Experts hope potential Alzheimer’s drug might have impact on patients in the Ozarks
SPRINGFIELD, Mo. (KY3) - For the first time in nearly 20 years, a new treatment for Alzheimer’s might be on the way. The Food and Drug Administration will soon consider a new drug option that could pro-long the disease. A panel of medical experts told the FDA it would not recommend approval, though.
“She hasn’t known my name in years now. Two or three years, but every time I would go up there she would know she knows me and I’m in her tribe," said Mark Applegate.
Applegate’s mother was diagnosed with a mild form of dementia 11 years ago. He said she didn’t show many symptoms until about 6 years later, when her memory started fading fast.
“My mom played piano real well, up until a year ago. She was pretty much non-verbal but she could still play the piano," he said.
Applegate, who is the Director of Systems Alignment for Senior Age in Springfield, said the brain is complex, which is why he is not surprised it’s taken so long for the Food and Drug Administration to even consider a new treatment option.

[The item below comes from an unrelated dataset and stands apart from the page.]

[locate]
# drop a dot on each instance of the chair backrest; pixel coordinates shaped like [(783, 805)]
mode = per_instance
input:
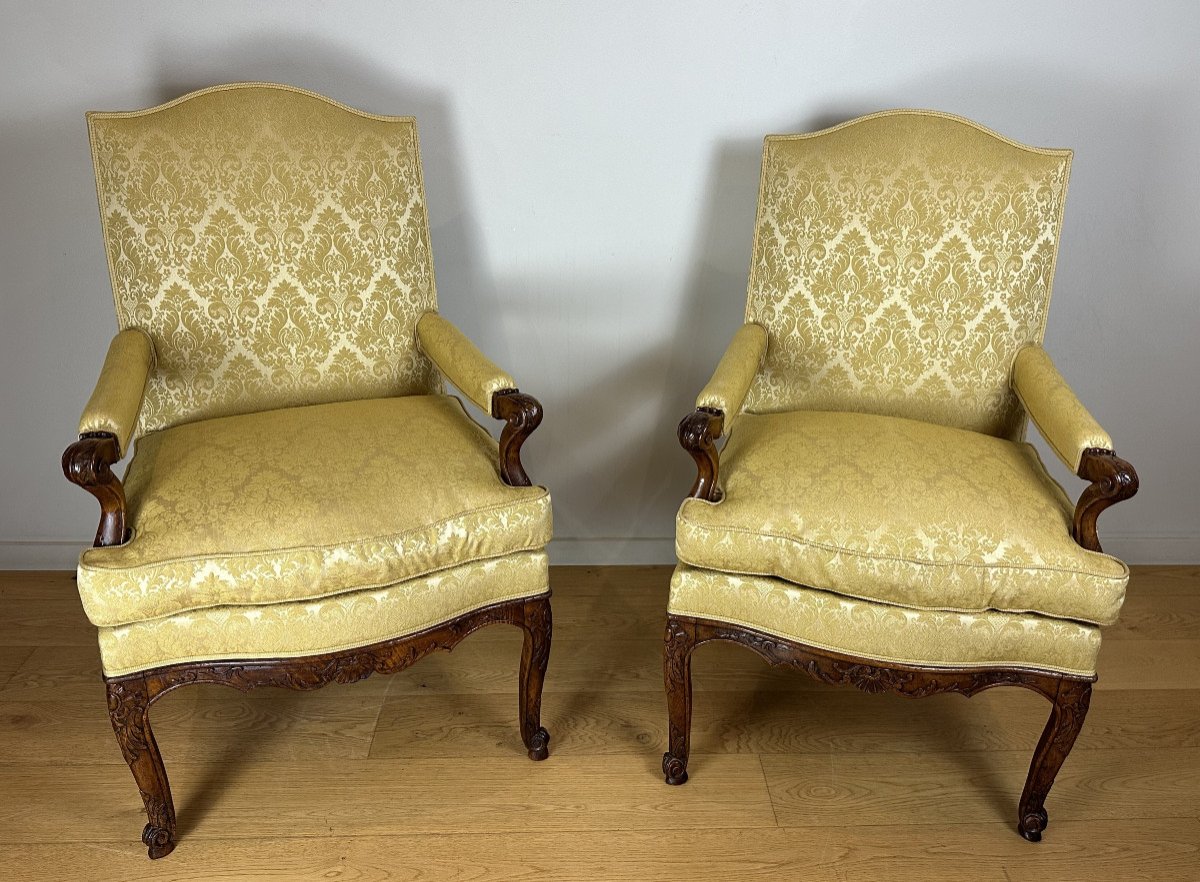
[(900, 262), (273, 243)]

“Some dementias are caused by one thing and some are caused by another," he said. "This treatment is attacking the amyloids, which is believed to be one of the causes, but it might not be. It may be a symptom or a scar kind of thing. I don’t know that they’re 100% sure of that.”
Experts aren’t even sure if the FDA should approve the new drug option. The New York Times reports a panel of experts voted it was not “reasonable” to say aducanumab is effective in treating Alzheimer’s. Trials were stopped in March of 2019 when it did not seem to be working.
Even so, the Alzheimer’s Association hopes the FDA will approve it anyway.
The Greater Missouri Chapter President, Stacy Tew Lovasz, sent a statement that reads: “There is an extreme need to offer relief and support to the millions of Americans affected every day by the crushing realities of Alzheimer’s. That is why the decision before the FDA is critical.”
The statement went on to say more recent data supports approval.
Applegate said, in his own research, he’s found the drug is mostly designed to slow the progression of the disease.
“It doesn’t sound like it’s curative at all, or maybe not even life-extending, but if it can make it to where you can stay sharp, remember more for longer, it’s a big plus," he said.
He said even though a new treatment might not help his mom in facing end-stages of dementia, he still believes there is hope for other families like his.
“It’s a huge, multi-million people problem, so if it helps a small percentage of those people, it’s awesome. To have anything, it’s a start," Applegate said.
The FDA is expected to make a decision about the drug by March.